The availability of literature to use during math lessons is abundant and enhances the topic of the day. Three books that will support a teacher’s lessons are Chicka, Chicka 1 2 3 (Bill Martin, Jr., Michael Sampson, Lois Ehlert), Corkscrew Counts (Donna Jo Napoli, Richard Token), and Greater Estimations (Bruce Gold stone).
Chicka, Chicka 1 2 3 allows the primary audience to become involved with the reading of the story with a repetitive rhyming text. The use of brightly colored pages is attractive and appealing. The book works well with lessons related to number recognition and counting. After several read alouds, some of the class could act out the story with assigned number parts and create large brightly colored number costumes while the remaining part of the class would be constructing an apple tree. Several retellings and the exchange of play parts can rotate from one child to the other. The story could be extended for the more capable and incorporate the skill of skip counting instead of counting by ones.

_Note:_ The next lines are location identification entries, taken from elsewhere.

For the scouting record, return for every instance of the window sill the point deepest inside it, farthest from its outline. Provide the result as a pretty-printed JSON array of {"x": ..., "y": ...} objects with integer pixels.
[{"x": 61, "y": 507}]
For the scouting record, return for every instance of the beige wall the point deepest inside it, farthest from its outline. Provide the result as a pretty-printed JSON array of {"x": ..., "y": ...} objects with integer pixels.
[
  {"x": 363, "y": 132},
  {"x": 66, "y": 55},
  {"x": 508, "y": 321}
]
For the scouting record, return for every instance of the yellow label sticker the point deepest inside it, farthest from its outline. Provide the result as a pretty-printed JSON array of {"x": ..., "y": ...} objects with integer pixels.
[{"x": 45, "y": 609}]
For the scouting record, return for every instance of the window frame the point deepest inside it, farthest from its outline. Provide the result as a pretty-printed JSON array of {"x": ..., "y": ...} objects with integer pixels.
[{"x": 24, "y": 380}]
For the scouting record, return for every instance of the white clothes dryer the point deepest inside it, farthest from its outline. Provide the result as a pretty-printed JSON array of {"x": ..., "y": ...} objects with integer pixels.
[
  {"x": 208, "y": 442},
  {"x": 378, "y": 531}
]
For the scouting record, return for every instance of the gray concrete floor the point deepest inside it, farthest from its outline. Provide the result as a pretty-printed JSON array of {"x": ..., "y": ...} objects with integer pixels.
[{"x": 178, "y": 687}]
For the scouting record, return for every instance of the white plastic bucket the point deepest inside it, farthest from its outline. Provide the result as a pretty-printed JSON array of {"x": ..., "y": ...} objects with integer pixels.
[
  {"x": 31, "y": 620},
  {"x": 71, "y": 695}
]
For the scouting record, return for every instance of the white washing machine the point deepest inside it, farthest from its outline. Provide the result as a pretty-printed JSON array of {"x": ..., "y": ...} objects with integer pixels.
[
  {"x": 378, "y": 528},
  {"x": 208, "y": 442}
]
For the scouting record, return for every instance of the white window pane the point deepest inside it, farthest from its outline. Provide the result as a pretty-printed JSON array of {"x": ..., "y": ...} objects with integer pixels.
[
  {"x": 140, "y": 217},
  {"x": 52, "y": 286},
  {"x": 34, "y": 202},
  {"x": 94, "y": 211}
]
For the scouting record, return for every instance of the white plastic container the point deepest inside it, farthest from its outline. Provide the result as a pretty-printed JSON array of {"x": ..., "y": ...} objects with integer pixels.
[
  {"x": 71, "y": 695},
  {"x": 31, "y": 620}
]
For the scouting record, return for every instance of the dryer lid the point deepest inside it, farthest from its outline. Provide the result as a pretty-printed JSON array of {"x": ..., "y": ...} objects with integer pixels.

Corkscrew Counts is an adorable fantasy book about a pig and his birthday party and will entertain the children during a multiplication math class due to the fact children love the birthday party scene and animals. The student’s would initially brainstorm about children’s birthday parties and what occurs and then we would change the guest of honor to a pig discussing events. The class would then compare and contrast the two types of parties before we actually read the book aloud. Before reading, post its would be covering the multiplication problems throughout the story so the class would not see the answers. Children would have a dry erase board and manipulatives (beans, noodles, cubes) to figure out the answers as the book is read. Additional multiplication situations could be modeled by the teacher and then students could write their own to be shared and solved.
Greater Estimations would be an excellent book to incorporate during a math lesson on estimation. The picture book would support the topic which is difficult for many to comprehend. Students will be mesmerized by the illustrations as the number of items increase on the pages an optical illusion effect is perceived. As reading aloud the book, clear containers of each increment could be shown in comparison to the pictures in the story. After reading and discussing estimation vocabulary, stations would be around the classroom for the children to experience hands on estimation with popcorn, cereal, beans, noodles, and buttons. Extension activities that could be also incorporated into the lesson depending on the capability of the students are estimating length, area, weight, and volume.